Friday, February 15, 2013

Mixing Clouds

First, let me recommend a great book: Clouds in a Glass of Beer: Simple Experiments in Atmospheric Physics: Craig F. Bohren: 9780486417387: Amazon.com: Books  It's short and is composed of many short chapters, each with an experiment and an explanation.  Chapter 5, mixing clouds, has always bugged me, and in response to a Quora question I finally did the math on the white stuff coming out of a kettle on the stove.

The clear stuff coming out of your kettle spout is 100% vaporized water.  (I'll sidestep pedantic discussions of the meanings of "steam" and "water vapor".)  It quickly entrains the cooler air around the kettle and mixes with it, forming a mixing cloud, which you can see and most folks refer to as "steam".

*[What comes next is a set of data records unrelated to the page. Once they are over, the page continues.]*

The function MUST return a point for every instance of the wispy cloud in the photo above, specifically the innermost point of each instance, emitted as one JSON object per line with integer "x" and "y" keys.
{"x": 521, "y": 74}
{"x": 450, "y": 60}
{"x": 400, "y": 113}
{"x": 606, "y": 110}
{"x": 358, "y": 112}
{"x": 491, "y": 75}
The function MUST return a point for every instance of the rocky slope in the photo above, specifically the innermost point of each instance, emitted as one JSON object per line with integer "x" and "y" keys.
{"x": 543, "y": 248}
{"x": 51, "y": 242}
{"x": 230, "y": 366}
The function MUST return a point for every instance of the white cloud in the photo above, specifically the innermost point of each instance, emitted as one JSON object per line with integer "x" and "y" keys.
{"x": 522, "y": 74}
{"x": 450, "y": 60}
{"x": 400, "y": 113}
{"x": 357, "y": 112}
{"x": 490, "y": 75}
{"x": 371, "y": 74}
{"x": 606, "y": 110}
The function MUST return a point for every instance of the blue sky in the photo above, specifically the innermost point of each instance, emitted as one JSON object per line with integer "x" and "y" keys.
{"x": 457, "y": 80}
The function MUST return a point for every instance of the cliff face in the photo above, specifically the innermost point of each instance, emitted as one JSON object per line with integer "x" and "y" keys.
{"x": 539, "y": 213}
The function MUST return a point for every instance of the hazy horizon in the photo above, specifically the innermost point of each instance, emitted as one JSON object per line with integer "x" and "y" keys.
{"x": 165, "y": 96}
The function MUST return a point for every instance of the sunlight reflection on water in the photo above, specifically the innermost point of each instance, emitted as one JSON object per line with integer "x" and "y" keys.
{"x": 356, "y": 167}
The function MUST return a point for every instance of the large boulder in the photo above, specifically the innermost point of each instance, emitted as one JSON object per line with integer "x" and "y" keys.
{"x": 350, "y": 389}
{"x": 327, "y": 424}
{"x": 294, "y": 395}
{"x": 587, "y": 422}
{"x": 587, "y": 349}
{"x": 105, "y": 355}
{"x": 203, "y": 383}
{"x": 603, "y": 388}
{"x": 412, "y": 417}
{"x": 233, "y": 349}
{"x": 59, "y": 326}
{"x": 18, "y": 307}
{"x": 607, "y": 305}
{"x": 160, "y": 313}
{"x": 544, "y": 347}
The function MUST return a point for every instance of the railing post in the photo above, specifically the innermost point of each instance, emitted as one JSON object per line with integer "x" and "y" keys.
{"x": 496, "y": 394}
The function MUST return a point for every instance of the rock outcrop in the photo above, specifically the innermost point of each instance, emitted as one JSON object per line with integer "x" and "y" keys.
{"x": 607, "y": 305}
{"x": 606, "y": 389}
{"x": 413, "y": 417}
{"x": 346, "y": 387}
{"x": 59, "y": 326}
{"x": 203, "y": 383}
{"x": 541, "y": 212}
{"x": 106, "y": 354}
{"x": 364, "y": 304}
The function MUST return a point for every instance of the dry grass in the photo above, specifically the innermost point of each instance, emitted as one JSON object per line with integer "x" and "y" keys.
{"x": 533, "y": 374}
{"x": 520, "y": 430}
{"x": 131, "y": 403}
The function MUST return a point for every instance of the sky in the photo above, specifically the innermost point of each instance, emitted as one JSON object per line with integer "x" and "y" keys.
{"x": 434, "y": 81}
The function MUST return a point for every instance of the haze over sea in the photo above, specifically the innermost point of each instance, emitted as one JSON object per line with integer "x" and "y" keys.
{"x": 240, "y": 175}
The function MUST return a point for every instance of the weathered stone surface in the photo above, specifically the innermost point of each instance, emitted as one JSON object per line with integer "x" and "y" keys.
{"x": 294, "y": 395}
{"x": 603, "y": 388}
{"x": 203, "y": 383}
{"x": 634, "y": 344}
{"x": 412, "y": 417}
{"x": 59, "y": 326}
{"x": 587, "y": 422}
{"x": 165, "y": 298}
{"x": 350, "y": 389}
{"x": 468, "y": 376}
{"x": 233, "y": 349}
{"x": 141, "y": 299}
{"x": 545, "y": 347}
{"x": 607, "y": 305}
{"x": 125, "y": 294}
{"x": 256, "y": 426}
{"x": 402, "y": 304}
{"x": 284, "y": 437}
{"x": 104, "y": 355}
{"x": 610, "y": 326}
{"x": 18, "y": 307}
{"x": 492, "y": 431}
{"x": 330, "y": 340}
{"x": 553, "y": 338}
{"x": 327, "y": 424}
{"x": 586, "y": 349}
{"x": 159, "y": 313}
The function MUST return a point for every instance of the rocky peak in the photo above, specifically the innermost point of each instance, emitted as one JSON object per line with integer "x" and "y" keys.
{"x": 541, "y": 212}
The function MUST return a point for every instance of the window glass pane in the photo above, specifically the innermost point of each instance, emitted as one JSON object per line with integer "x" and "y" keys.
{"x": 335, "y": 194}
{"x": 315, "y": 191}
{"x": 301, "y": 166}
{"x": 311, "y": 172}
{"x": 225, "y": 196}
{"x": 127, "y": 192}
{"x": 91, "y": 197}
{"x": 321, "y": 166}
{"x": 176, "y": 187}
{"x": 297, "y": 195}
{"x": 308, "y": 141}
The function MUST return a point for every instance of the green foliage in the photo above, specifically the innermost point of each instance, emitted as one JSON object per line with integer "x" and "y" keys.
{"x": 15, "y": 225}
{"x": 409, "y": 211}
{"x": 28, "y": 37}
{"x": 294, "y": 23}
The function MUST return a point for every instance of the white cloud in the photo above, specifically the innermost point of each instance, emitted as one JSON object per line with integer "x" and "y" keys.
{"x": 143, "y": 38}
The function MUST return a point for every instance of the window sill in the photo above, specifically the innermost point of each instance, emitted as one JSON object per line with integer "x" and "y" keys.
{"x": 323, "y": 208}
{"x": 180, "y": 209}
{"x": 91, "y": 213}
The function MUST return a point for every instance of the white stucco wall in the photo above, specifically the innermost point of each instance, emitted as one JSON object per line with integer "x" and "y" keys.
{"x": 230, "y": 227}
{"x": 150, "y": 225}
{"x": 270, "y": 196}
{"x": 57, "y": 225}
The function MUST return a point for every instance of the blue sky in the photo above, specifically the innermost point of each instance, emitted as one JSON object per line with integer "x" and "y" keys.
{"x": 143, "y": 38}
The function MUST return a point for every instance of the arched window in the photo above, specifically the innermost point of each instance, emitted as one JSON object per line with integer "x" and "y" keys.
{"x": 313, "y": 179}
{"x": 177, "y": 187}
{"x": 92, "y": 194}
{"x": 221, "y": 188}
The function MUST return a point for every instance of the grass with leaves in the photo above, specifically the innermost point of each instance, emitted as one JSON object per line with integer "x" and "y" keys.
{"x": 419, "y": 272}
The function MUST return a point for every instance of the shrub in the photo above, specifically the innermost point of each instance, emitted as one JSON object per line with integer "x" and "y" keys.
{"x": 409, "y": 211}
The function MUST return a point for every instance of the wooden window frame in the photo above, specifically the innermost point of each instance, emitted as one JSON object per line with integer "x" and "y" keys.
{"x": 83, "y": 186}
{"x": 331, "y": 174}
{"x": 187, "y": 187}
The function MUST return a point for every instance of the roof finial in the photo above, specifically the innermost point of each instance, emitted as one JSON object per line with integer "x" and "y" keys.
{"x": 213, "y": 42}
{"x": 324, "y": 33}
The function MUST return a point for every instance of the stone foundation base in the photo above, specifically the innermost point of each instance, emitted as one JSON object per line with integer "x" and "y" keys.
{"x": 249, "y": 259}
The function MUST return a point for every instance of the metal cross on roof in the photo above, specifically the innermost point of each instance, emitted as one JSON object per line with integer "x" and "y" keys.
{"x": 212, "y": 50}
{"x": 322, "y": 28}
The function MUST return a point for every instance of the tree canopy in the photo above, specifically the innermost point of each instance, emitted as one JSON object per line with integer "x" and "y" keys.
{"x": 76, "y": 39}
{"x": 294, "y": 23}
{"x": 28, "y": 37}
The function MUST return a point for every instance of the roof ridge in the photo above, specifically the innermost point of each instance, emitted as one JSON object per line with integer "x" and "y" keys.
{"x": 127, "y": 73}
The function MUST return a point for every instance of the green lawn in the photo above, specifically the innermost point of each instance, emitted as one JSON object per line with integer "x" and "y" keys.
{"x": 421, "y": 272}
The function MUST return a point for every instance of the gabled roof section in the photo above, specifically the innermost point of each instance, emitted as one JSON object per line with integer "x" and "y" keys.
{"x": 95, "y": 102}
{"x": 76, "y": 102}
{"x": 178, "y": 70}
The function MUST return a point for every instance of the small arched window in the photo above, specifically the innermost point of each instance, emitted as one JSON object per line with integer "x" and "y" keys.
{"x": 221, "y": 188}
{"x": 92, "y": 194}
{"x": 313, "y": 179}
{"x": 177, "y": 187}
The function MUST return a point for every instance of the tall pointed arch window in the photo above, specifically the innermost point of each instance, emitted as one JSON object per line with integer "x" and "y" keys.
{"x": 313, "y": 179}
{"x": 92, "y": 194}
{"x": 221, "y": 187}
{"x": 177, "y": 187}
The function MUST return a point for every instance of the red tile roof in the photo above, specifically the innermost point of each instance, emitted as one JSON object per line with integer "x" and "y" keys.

The mixing cloud forms because the relationship between the vapor pressure of water and temperature is not linear but rather curved.  It's the red set of dots above.  This is really important, so take a moment with the idea.  As the temperature of the water in the kettle rises from 20 C (room temperature) to 100 C (boiling), the pressure component of the air/vapor mix above it due to the vapor rises from something quite tiny to 1 bar (standard atmospheric pressure).

Now let's dilute that ejected 100% water vapor with some dry air at 20 C.  The mixed result is cooler than 100 C and has a lower vapor pressure than 1 bar (because not all the stuff is water vapor any more).  Once you've accounted for the different heat capacities of water vapor and water, and the thermal expansion or contraction of the constituents, you get the blue curve above.  You read the curve like so: if I mix some amount of 20 C dry air into some 100 C water vapor, so that the result is 60 C, then it's partial pressure of water vapor is 0.29 bar.  At least, that would be the partial pressure if all the water was in vapor form.

The really neat thing here is that the blue curve is ABOVE the red curve all the way down to 26 degrees C, which happens to correspond to 95.8% dry air and 4.2% water vapor.  At any mixing ratio between this and 100% water vapor, there will be more water in the mixing cloud than can be in vapor phase, and some will be in the form of very tiny (micron) water droplets.  However, once the mixing cloud is sufficiently diluted with dry air, there will be less water vapor in it than the maximum that can be in vapor phase, and all those tiny droplets with their huge surface air to volume ratio will immediately evaporate.

What this means is that the mixing cloud grows to 23 times bigger than the pure water vapor expelled from the kettle before it disappears.